SUMMARY PARAGRAPH for FAT1
In order for yeast to utilize fatty acids, either as an energy source (via beta-oxidation) or for essential processes such as phospholipid biosynthesis and protein myristoylation, the fatty acids must first be converted into activated intermediates, acyl-CoAs, through thioesterification of fatty acids with coenzyme A. When fatty acids are synthesized de novo, activation is part of the process of synthesis and is accomplished by the same fatty acid synthetase complex (Fas1p-Fas2p) that initiates and elongates the fatty acid chain.
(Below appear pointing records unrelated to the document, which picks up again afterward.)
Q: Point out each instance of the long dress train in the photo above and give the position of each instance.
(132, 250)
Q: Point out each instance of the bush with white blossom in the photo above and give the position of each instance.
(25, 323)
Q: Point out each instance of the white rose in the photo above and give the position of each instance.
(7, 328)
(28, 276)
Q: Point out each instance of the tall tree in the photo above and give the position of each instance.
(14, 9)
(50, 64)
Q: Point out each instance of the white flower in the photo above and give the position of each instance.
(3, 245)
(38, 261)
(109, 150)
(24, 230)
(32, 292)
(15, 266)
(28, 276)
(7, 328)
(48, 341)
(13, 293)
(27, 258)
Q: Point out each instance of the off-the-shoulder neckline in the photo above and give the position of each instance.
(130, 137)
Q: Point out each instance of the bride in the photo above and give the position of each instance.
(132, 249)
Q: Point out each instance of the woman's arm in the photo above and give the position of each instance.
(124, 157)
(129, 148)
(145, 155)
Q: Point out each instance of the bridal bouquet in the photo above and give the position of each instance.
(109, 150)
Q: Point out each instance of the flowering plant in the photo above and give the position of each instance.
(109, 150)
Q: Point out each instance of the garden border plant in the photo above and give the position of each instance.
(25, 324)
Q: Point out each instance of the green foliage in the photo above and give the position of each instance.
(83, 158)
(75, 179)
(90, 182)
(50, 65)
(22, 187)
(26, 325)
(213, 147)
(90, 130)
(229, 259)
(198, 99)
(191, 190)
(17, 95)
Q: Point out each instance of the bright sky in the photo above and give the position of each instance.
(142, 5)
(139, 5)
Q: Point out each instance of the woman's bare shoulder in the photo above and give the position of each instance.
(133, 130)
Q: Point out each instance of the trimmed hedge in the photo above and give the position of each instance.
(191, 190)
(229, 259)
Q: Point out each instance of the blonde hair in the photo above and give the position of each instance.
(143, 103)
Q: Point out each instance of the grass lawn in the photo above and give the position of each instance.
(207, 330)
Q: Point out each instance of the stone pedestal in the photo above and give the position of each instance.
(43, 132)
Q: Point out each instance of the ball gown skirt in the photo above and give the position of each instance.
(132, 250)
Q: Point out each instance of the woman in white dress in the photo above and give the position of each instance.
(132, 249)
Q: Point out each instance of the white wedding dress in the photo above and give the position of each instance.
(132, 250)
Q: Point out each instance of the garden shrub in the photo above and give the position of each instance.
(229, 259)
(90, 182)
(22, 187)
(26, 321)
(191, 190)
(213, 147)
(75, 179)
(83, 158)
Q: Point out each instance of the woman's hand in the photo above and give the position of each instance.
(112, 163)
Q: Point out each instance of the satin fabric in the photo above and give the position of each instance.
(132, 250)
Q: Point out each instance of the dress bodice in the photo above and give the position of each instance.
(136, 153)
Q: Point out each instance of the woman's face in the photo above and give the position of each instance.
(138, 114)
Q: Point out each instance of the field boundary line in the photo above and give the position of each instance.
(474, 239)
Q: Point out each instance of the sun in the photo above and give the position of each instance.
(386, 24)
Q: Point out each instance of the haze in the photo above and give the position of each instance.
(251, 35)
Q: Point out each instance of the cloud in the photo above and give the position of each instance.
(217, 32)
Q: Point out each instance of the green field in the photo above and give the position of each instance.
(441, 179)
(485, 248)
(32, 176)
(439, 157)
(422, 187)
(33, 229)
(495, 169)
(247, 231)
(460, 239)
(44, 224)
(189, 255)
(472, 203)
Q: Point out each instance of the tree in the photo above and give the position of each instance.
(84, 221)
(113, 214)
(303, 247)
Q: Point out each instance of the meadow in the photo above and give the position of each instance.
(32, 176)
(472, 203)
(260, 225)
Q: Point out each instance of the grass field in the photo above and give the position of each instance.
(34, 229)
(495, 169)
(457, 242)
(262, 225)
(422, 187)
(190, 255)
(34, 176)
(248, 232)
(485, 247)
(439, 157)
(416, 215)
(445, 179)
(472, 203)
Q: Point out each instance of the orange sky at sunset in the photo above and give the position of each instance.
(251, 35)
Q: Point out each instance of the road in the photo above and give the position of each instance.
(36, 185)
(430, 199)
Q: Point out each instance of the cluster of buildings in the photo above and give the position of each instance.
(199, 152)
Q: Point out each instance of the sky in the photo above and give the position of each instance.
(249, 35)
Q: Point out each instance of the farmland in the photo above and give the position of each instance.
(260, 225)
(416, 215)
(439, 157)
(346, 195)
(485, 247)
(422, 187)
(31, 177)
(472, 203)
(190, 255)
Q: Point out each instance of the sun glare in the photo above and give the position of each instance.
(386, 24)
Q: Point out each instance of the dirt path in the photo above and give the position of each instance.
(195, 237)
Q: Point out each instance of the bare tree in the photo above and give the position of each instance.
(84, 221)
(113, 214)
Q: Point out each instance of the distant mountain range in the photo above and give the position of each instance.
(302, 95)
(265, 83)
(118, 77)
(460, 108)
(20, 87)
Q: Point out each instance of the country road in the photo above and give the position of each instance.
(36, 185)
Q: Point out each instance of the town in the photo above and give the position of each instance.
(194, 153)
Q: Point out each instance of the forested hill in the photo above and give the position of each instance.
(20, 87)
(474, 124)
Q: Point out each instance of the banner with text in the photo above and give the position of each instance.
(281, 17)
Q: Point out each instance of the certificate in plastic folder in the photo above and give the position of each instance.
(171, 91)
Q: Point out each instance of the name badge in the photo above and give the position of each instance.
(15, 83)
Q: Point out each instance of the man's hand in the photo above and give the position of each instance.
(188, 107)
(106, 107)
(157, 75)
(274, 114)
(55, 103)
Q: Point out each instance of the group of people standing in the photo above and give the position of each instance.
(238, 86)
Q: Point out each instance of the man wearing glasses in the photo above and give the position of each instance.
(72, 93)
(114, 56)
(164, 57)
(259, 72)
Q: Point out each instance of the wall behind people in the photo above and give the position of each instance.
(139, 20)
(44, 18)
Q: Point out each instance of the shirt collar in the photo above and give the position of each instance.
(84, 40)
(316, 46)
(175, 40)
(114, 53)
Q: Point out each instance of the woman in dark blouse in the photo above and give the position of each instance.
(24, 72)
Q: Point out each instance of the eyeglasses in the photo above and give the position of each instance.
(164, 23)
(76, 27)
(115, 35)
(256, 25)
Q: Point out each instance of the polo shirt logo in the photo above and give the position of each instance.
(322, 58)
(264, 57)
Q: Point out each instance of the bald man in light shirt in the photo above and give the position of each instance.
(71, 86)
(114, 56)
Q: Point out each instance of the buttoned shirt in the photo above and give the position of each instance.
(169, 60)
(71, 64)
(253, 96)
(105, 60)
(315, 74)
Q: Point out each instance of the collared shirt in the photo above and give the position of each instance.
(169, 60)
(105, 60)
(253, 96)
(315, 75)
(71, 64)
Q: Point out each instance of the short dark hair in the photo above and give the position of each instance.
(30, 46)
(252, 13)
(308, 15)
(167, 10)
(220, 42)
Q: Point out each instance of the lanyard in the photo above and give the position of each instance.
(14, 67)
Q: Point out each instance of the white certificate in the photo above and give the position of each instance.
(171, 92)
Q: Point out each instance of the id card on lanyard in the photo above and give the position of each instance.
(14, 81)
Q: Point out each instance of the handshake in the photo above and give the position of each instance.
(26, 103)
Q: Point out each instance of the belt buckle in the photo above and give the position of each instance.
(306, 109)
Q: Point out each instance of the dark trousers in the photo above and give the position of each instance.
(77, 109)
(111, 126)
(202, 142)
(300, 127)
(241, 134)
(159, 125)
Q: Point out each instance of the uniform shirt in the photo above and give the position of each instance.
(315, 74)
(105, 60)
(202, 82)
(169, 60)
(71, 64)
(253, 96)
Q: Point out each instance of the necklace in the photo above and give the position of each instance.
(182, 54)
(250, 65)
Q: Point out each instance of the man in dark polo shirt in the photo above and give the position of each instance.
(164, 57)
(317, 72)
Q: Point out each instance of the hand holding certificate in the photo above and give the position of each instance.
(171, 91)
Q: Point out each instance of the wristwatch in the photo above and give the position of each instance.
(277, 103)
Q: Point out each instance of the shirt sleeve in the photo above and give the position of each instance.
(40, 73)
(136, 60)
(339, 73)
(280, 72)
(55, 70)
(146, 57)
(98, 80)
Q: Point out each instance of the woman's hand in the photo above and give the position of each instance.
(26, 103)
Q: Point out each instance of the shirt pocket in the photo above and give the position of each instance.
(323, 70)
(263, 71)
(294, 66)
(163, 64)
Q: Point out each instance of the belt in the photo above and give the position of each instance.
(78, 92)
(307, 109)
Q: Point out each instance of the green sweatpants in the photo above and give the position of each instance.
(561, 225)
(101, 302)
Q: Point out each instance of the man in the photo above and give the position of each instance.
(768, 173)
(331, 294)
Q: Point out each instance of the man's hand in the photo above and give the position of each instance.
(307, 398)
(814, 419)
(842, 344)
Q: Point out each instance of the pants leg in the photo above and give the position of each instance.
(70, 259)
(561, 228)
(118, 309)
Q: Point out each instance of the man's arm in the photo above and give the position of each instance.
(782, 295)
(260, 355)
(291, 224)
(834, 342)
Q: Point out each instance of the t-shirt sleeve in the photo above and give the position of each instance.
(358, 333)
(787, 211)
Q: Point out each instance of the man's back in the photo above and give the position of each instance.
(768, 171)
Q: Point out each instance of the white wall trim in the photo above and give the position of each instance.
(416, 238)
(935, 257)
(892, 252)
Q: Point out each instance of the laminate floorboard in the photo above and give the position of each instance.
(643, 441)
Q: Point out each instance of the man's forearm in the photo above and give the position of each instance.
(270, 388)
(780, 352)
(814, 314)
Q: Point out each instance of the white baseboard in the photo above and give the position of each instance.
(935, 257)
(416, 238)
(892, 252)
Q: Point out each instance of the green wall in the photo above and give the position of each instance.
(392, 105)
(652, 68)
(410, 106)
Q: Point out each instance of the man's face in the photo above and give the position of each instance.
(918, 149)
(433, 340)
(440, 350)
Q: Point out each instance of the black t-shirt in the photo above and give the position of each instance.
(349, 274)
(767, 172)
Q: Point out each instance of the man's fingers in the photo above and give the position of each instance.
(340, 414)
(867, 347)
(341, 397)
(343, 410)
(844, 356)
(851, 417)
However, yeast cells can also utilize exogenous, imported fatty acids, an ability that becomes essential if the fatty acid synthetase complex is inactivated by mutation or specific inhibitors such as cerulenin. These exogenous fatty acids are activated by one of five characterized yeast acyl-CoA synthetases: Faa1p, Faa2p, Faa3p, Faa4p, or Fat1p (see 6 and 7 for review).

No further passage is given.